If you are in high-value B2B products or services, then sales can be a one-person machine. People who know who’s who, and also know how the industry works. People with career pathway of sound experience that’s produced a phone full of strong contacts. Salespeople that fit this profile are like unicorns. They are never out of a job, because they always know someone, who knows someone, who is keen to employ them . . . and they are frequently fielding offers.
In many businesses however, the person with the most knowledge might be the owner or lead operational staff. You might not be able to afford or find an industry expert who can dedicate their time to sales. If you have someone who knows the industry, they simply might not be good at, or interested in delivering a structured sales process.
Developing sales resources in a business is difficult. There is the high cost of recruiting, including time to find and induct and train a new person, then you wait to discover if they’ll be productive. Also factoring into the cost, you have annual leave, sick or carers leave, workers comp and super. Then there’s the churn.
Turnover rates for salespeople are currently
quoted by Linkedin to be 35% to 55%. Nearly half (46%) of sales staff don’t make quota each month. Does that mean that nearly half the people you interview, are the people that the last company were happy to see go? Is the problem with the people or the process?
Based on these numbers; if you have a good salesperson, they are a risk of getting poached or leaving. If you have an average performer you get low returns while you waste time in performance management or HR issues.
In problem solving, I often find that if you keep getting the wrong answer you are most likely asking the wrong question. To build expertise in a business, you need people with experience who will stick. That comes down to how much you can afford to pay them and what you expect them to do. People will often accept a job description, knowing they can't do, or won't do half the listed functions. They don't tell you that when you hire them.

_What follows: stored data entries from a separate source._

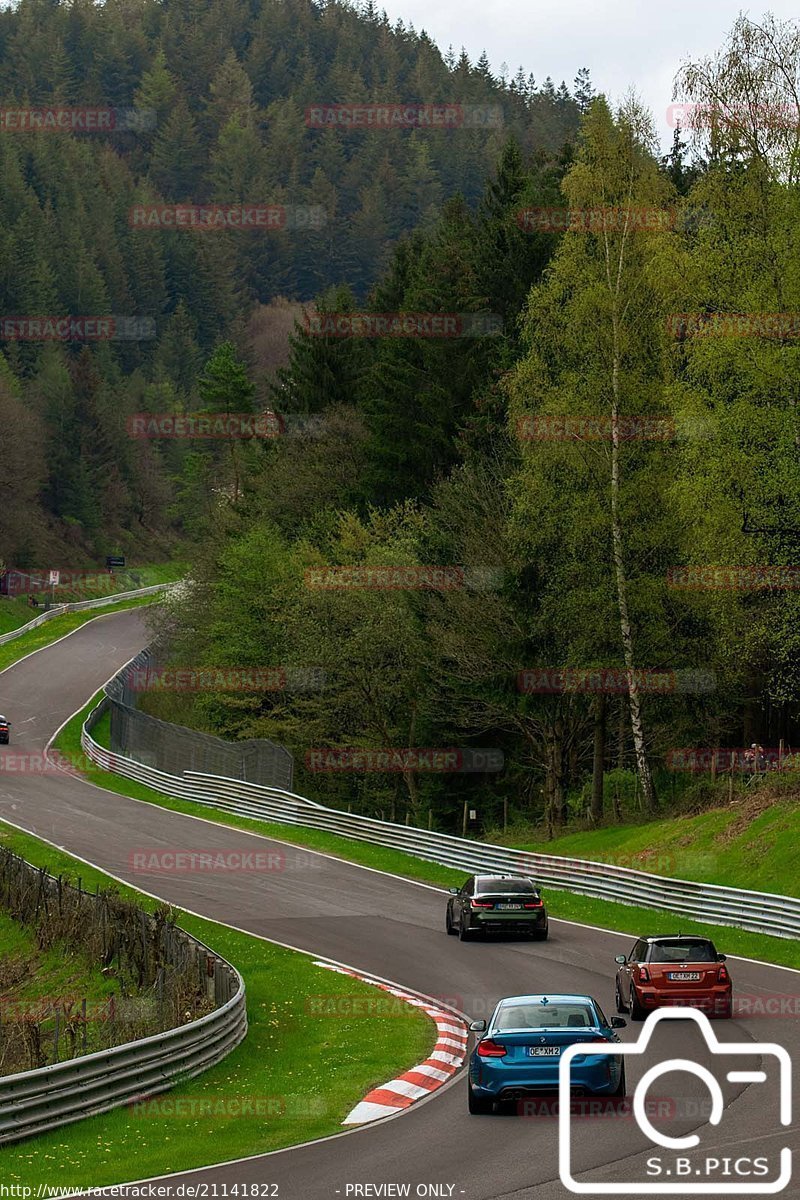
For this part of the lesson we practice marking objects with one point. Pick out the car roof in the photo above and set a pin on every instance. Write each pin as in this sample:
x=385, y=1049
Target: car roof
x=498, y=875
x=677, y=937
x=549, y=999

If you have a problem finding good salespeople, then part of the solution might be to change your structure and build a sales framework. In many cases, the level of industry, business or product knowledge needed to present and close sales cannot be trained or acquired in a few months. If you have experienced people with strong industry knowledge, you don't want to take up their time with potentially low value or unqualified sales prospects. (they wont do it anyway) When they are out in the field, they are an ambassador or adviser, building relationships and brand reputation. Their role and title should reflect this.

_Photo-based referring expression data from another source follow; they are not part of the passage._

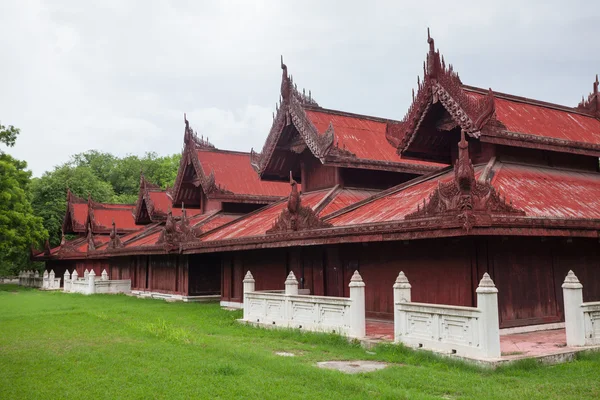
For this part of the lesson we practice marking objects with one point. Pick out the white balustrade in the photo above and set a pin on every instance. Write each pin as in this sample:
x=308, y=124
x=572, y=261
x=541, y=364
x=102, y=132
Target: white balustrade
x=466, y=331
x=342, y=315
x=582, y=320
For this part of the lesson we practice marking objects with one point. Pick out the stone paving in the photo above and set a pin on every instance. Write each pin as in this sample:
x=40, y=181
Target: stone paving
x=513, y=346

The solution is not to confuse the sales process with other operational business roles. Sales is a distinct role. The skills and tools required for qualifying and nurturing sales prospects will translate across industries and can be supported in the business with a sound knowledge base and sales playbook (see
How to create a sales playbook - the ultimate guide). When you have a strong business framework, you can deploy people faster, with more certainty. This is essential when working to scale and grow.
The proposition is to embed the knowledge in the business rather than trying to recruit it. If you look at the talent in a business as residing in its
performance framework, then you will more easily find good people who can operate successfully by executing the framework. If you are not achieving quota you adjust the framework. If your people are not delivering the framework . . .
A performance framework leverages the best knowledge and experience in the business, optimises the execution with technology and automation, measures and tests performance then replicates it at scale.